Legislation expired and non-return
In many ways, we are starting at the beginning. All current legislation expires at the end of the 115e Congress (probably December 31, 2018):
- The recalibration of the federal excise tax, passed in the first half of 115e Congress, expires December 31, 2019. It is quite possible that we will count on the new Congress to extend or make permanent the bill that lowers the FET for breweries, wineries and distilleries.
- The original bill that included the recalibration of FET, the Craft Beverage Modernization and Tax Reform Act (CBMTRA), was one of the most supported pieces of legislation in the 115e Congress with 303 co-sponsors in the House and 56 in the Senate.
- More than 100 members of the House and Senate will not return to the 116e Congress due to retirements, electoral losses, death or running for another office. 70 of these members were co-sponsors of CBMTRA.
- The small brewer caucuses in the House and Senate are losing 49 members due to retirements, electoral losses, deaths or nominations for other positions. The House Small Brewers Caucus is the largest special interest caucus in the 115e Congress.
(READ MORE: Federal Workplace Excise Tax Savings at U.S. Breweries)

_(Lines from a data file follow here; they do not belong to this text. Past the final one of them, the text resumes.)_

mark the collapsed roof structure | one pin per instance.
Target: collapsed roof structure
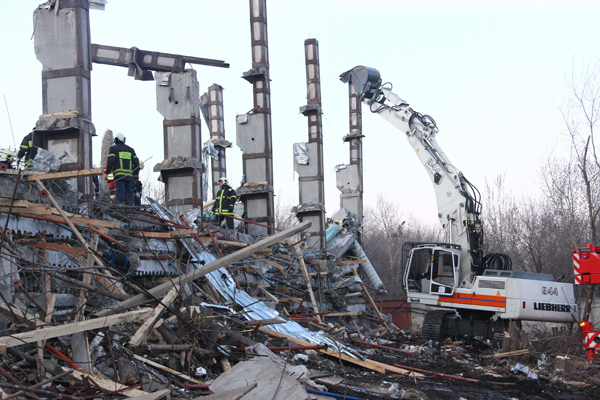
(154, 302)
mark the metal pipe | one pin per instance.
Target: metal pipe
(196, 386)
(382, 347)
(221, 254)
(17, 285)
(107, 237)
(337, 396)
(64, 358)
(39, 384)
(460, 378)
(256, 223)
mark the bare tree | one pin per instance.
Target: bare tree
(581, 171)
(385, 230)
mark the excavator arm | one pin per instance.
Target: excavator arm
(458, 202)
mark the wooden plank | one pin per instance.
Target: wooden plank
(67, 329)
(307, 279)
(16, 314)
(366, 292)
(79, 341)
(165, 235)
(271, 263)
(64, 175)
(350, 262)
(205, 269)
(342, 314)
(107, 384)
(166, 369)
(270, 321)
(365, 364)
(142, 332)
(97, 223)
(110, 284)
(75, 251)
(233, 394)
(164, 394)
(22, 203)
(507, 354)
(269, 295)
(370, 364)
(26, 210)
(316, 261)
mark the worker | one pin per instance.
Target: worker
(137, 190)
(224, 203)
(8, 156)
(27, 149)
(120, 164)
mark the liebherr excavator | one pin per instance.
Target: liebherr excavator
(474, 294)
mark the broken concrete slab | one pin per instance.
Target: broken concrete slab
(271, 379)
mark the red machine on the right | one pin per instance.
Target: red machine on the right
(586, 265)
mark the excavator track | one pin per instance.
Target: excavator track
(433, 324)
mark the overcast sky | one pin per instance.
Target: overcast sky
(491, 73)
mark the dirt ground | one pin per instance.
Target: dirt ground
(495, 377)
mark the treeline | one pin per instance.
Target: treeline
(537, 233)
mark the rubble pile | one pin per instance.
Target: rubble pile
(105, 301)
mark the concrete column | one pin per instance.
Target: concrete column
(349, 180)
(62, 45)
(178, 100)
(310, 168)
(216, 123)
(253, 131)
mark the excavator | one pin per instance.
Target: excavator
(469, 293)
(586, 268)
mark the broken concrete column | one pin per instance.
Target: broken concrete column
(216, 124)
(178, 100)
(253, 131)
(349, 178)
(62, 45)
(309, 164)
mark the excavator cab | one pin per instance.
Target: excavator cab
(366, 81)
(431, 268)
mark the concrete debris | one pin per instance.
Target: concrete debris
(110, 301)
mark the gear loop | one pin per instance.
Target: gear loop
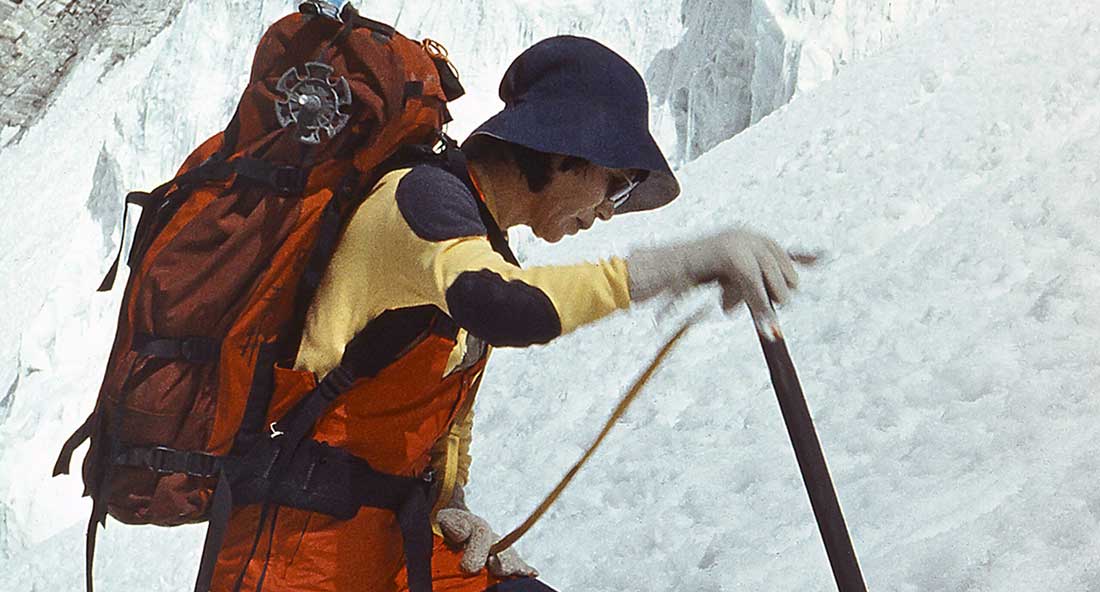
(312, 102)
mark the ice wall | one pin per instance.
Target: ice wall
(740, 59)
(125, 123)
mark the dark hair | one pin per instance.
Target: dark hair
(536, 166)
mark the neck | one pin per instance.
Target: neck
(504, 192)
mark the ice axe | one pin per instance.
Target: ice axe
(807, 451)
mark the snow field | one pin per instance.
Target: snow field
(946, 342)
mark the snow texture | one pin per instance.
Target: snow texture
(946, 342)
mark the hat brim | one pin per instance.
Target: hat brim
(562, 129)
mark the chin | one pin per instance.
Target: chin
(549, 238)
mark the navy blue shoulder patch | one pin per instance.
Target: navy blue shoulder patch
(437, 206)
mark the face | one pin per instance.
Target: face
(573, 200)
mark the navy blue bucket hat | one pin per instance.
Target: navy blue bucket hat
(573, 96)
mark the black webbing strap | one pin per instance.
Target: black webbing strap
(254, 420)
(414, 519)
(347, 195)
(139, 198)
(221, 506)
(296, 425)
(454, 162)
(98, 516)
(81, 434)
(163, 459)
(188, 349)
(282, 178)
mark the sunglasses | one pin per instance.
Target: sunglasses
(620, 187)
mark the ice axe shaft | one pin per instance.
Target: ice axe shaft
(807, 450)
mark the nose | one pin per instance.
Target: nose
(605, 210)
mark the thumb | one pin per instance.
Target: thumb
(730, 295)
(454, 525)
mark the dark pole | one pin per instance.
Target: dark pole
(807, 450)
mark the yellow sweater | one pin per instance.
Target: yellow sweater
(418, 240)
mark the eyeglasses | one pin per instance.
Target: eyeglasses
(620, 186)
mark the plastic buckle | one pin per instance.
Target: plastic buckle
(199, 464)
(336, 383)
(189, 349)
(288, 179)
(158, 459)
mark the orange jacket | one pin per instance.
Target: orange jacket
(416, 241)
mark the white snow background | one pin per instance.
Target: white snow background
(947, 342)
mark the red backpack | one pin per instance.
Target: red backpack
(224, 262)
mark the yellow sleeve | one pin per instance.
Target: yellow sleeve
(418, 240)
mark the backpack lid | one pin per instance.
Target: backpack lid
(319, 85)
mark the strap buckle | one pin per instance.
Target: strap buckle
(158, 457)
(288, 179)
(193, 349)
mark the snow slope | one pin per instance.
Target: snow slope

CBMTRA House co-sponsors move to statewide seats
Several members of the House of Representatives who retired to run for statewide seats as senator and governor have won their races:
- The new governors of Florida, Tennessee, Colorado, New Mexico and Minnesota were all co-sponsors of CBMTRA.
- The new senators from Arizona, North Dakota, Nevada and Tennessee were all co-sponsors of CBMTRA.
What can we expect during the lame duck period?
There are still a few outstanding items that the 115e Congress would like to deal with before the end of the legislative session:
- Passing the Farm Bill is a priority of this Congress: Members of the Conference Committee working to reconcile the House and Senate Farm Bills are continuing their work during the lame duck period to try to make progress. Bill matters to Senate Majority Leader Mitch McConnell (R-KY), and Rep. Colin Peterson (D-MN), incoming House Agriculture Committee Chairman, also expressed his desire to pass it before the end of the year.
- Fund the government: Congress must pass a spending bill by Dec. 7 to avoid a partial government shutdown, but fears remain that the president could veto the bill if it doesn’t include funding of a border wall.
There are other issues like the United States, Mexico and Canada Act (the new NAFTA) that have yet to be passed. The Congress should only be held for 3 more weeks, so there is a chance that not everything will be accomplished.
The Brewers Association is monitoring any issues during the lame duck period that will impact small independent breweries to ensure they are well represented in Washington, D.C. We also look forward to introducing and educating new members and former members of Congress on the 7,000+ American Breweries who live and work in their states and congressional districts upon their return for the 116e legislative session.